If we take the quote with which I began this essay as “evidence,” we see that Sherman thinks this way: that she wants to see what her characters see, feel what they feel, which is not at all the same as the work being autobiographical or documentary. For identification is not autobiography, and identification implies a different kind of distance than projection.
The former implies that we are aware of the distance between us and a character, that we can never be that beautiful, that young, that redeemably ugly.

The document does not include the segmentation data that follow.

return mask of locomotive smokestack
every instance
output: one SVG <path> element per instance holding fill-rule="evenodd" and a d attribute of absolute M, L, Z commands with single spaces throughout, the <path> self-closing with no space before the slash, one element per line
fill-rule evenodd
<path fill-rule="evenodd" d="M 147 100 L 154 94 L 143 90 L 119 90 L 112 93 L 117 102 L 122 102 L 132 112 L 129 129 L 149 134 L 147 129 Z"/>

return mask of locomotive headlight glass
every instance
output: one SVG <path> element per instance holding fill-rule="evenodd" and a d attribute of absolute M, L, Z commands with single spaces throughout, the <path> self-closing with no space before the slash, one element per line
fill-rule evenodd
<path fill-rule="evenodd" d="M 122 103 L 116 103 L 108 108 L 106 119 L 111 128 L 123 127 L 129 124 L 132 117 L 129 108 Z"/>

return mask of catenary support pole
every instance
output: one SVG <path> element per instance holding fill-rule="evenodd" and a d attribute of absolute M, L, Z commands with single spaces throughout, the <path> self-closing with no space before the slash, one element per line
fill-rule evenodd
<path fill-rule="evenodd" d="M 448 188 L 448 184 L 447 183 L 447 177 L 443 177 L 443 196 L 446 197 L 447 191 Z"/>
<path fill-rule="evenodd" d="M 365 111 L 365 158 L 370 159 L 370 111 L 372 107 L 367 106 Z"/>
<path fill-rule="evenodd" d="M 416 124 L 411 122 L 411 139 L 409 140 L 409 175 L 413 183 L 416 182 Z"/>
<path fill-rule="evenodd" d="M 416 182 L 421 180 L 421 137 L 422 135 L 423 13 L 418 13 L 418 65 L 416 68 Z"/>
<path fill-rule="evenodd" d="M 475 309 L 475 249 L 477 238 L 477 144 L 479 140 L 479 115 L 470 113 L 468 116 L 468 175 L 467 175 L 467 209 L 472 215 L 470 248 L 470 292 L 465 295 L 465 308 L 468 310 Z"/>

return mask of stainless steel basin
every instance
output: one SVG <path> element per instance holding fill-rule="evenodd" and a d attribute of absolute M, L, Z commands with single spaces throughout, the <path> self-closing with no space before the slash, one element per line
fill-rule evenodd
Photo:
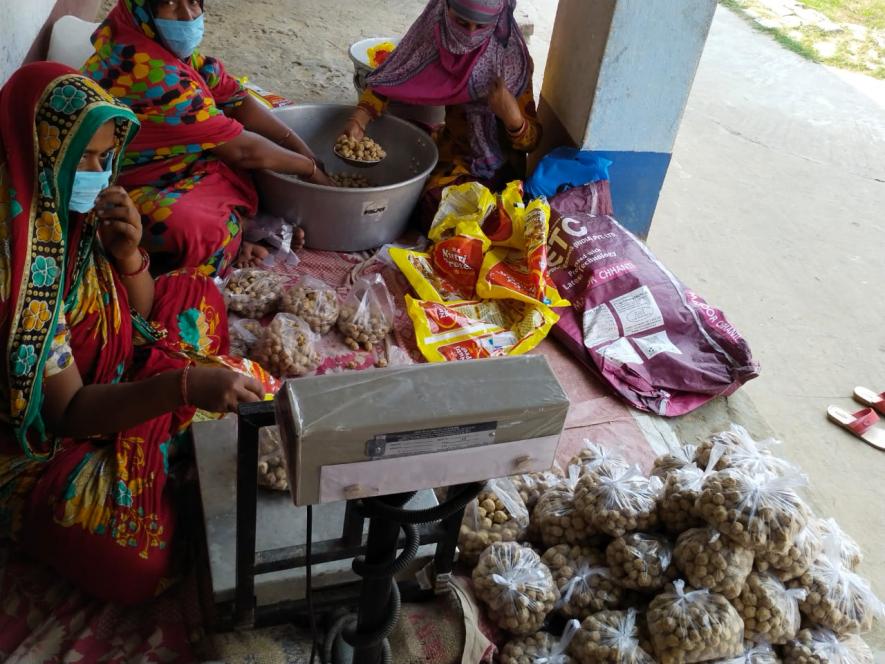
<path fill-rule="evenodd" d="M 332 152 L 335 139 L 353 112 L 343 104 L 305 104 L 274 113 L 310 145 L 330 173 L 354 173 L 368 189 L 323 187 L 272 171 L 256 173 L 262 208 L 300 224 L 306 245 L 327 251 L 363 251 L 396 240 L 436 166 L 430 136 L 412 124 L 385 115 L 369 125 L 368 135 L 387 151 L 377 166 L 356 168 Z"/>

Our desires are self-consciously bounded, like the picture of Dorian Gray that is relentlessly rendered as object, as other, as unachievable ideal by being cloaked like just another curio. But in that boundary, of course, lies the pleasure, even if it is brief.

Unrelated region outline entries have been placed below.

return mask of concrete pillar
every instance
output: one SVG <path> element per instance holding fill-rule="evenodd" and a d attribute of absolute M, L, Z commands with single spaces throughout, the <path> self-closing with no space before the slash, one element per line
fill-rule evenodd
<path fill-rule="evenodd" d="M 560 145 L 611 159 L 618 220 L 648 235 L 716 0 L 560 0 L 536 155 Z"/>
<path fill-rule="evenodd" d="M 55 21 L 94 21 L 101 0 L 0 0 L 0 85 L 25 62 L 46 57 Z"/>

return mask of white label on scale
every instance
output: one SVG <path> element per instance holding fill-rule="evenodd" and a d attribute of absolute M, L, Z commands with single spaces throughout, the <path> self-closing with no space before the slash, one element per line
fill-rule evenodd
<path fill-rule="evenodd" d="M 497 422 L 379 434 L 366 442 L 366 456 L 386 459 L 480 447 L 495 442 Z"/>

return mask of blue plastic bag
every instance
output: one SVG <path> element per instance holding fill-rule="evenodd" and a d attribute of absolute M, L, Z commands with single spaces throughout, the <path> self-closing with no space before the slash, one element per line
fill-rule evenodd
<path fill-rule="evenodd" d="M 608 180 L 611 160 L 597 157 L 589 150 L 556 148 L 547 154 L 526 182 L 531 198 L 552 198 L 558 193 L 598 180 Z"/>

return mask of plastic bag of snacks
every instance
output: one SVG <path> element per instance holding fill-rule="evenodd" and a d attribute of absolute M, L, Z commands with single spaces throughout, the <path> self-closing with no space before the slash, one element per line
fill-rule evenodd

Notwithstanding the obvious (that the protagonist is a female photographer) I am drawn to talk about another thing that is not Sherman — Catherine Breillat’s 2001 film Brève traversée (Brief Crossing). This film, like Breillat’s other work, is a fairy tale — this time not about Bluebeard or Snow White, but an approaching-middle-age, archetypally unhappy woman and a sixteen-year-old boy who knows he is beautiful. He knows he is beautiful, and he is as aimless and indolent as Oscar Wilde and Dorian Gray, but he does know that he could, should he want to stop wandering, make a killing doing plastic surgery for female clients. The unlikely twosome fuck despite or perhaps because of the woman’s avowed hatred for men, specifically her husband who she allegedly had just left for a new life. At one point, she muses, “Nothing is more real than parables.” The truly shocking finale (second only to that of Breillat’s Fat Girl) causes that statement to resonate in a different way, in a way that underscores the pleasure of boundaries. Suffice it to say, provisionally and perhaps in a clichéd fashion, that nothing could better describe Sherman’s work than the reality of parables. Sherman, Wilde, Gray, Breillat: it is all as much “about” gender and sexuality and age and art history as it is “about” optimism and cruelty and regret and the empathy one has for a fictional entity who we will never know and who will never know us, or, for that matter, a nonfictional entity who we love so much that we seek to turn him and ourselves into a caged fiction, into the handsomest man or the most decadent image or the perfect woman in white.